Now for gravel, if you use the shoes on the plow you just need to be cautous as they can tend to dig in and leave two groovs in the driveway, (if the ground isn't frozen yet). If your not using the shoes then you want to drop the plow till it hits the ground, then bump the switch in the up position to pick the blade up just enough that it's not hitting the ground. Now yes this will leave a little snow behind, but it will also leave your gravel in place. Hey unless you don't mind raking all the gravel back out in the spring, thats up to you. Either way if you take it easy and take your time you shouldn't damage anything.

Now as far as which way to push the snow, alot depends on what type snow you get. (ie.wet or powdery).
Also how much snow you get. This will all make a difference especially since your plow is lighter than a regular full size plow, due to it will ride up over top of the snow easier. The best thing to do is try pushing the snow with the blade in each direction (ie. straight,angle left-right) to see what works best for your situation.
Without actually seeing what your plowing I can't honestly tell you what would be best. even though most guys will CLAIM that pushing one way then the other is the best, the fact is what works for me may put you upside down and outa gear. (thats only a phrase-----I hope).


----------



## dvl_987 (Nov 13, 2010)

geer hed;1126069 said:


> First is does this have a float position on the controls or is it power up and down ?
> 
> If it has a float position and your on black top put it in float that way it will follow the contour of what your plowing. If it is power down only you will want to drop it untill it hits the ground then unwind a little extra cable so that if you go over a high spot it won't lift the plow off the ground. This will be the same with or without the shoes on the bottom of the plow. It would have to be a pretty good size crack and perfectly straight with the angle of the plow in order for it to catch, however you may feel a little bump when you go over a crack.
> 
> ...


Its a power up and down, there is no float position. Im glad to hear that it wont catch anything very easily. The plow didnt come with shoes on it, and from what im understanding, for my use it dosent seem like its going to be all that necessary as the plow is not hydrolic and can "float" over anything that may present a problem.

Am i incorrect in thinking this? or sould i look into getting some shoes?


----------



## geer hed (Nov 22, 2010)

Well most plows are made to "trip" This is where if you catch something or if the blade starts to dig in it will fold down, or lay over, this is normal so that it won't brake things. I'm hoping this plow has this function. If so it will have a pivot point for the blade to trip and some sort of springs to make it return to the up position.

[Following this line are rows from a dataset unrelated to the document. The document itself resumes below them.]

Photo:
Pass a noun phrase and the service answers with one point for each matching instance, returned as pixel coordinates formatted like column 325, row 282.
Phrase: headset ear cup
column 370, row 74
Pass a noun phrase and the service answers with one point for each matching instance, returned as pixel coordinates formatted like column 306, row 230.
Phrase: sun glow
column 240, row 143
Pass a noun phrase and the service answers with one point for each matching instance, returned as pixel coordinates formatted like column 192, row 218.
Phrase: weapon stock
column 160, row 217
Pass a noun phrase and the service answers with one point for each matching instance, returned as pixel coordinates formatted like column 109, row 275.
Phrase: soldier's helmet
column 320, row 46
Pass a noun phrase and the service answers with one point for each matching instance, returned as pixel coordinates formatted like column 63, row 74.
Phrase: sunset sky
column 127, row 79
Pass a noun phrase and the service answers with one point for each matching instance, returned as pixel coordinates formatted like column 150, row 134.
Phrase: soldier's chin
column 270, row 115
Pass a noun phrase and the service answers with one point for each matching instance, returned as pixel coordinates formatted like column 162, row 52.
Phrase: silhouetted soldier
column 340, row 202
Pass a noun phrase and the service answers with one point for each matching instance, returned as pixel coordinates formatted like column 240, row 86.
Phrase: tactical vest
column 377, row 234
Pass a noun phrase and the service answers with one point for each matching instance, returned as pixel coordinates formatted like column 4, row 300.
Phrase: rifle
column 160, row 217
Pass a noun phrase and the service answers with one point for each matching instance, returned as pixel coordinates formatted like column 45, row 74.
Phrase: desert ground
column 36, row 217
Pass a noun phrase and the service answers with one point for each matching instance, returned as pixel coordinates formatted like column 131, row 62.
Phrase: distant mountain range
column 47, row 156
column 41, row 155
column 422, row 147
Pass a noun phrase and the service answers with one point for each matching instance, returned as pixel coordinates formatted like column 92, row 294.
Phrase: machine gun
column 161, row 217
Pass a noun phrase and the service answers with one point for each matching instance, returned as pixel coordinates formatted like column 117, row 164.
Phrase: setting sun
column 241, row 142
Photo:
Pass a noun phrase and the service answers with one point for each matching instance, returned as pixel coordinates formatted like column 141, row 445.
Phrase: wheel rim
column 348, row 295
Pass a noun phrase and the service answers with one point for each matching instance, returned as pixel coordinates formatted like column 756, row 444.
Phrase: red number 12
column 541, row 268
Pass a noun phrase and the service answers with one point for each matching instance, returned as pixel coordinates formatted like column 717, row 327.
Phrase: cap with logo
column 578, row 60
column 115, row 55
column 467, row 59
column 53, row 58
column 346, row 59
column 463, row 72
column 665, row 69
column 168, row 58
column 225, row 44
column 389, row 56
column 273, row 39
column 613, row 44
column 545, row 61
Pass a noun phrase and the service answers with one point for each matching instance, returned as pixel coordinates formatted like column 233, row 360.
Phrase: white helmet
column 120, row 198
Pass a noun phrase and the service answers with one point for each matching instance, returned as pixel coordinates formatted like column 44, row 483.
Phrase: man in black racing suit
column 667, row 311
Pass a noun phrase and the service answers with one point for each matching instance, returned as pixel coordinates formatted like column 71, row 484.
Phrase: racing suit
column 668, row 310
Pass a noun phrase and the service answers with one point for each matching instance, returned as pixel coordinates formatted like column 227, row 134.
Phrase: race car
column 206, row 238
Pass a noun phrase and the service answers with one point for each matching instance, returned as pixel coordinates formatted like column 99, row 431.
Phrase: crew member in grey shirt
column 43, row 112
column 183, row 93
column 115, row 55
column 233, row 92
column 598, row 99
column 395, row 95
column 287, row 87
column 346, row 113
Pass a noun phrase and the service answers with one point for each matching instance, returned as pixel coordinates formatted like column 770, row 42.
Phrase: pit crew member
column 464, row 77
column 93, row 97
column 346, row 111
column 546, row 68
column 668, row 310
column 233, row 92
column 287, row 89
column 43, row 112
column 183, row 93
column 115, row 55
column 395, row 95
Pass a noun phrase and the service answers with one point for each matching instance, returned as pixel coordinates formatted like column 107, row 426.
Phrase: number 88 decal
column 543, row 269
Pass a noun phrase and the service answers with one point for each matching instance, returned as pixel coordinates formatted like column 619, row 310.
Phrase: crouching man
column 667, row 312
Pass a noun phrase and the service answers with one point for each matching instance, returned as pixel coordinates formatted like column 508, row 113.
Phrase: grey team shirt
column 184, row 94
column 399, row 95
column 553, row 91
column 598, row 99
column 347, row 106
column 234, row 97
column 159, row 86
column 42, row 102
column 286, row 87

Before I scare you, your usuall flaws in the ground (ie. cracks,pot holes,high spots) should not cause any problems. but things such as a rock, stump, curb along the sides can cause major problems if your not carefull, and catch them the wrong way.

And the depate on shoes, or no shoes is about as bitter as which truck is best. Me personaly, I hate shoes, I've never used em on any plow, (Now that I think of it I am getting quite a collection of them). It's one of those things that you gotta try to see which is best for you.

Unfortunatly all the advice in the world won't take care of all the problems that you MAY or MAY NOT encounter. You just need to take it nice and easy, don't be in a hurry, and before you know it you'll find yourself zipping through it like it's nothing.


----------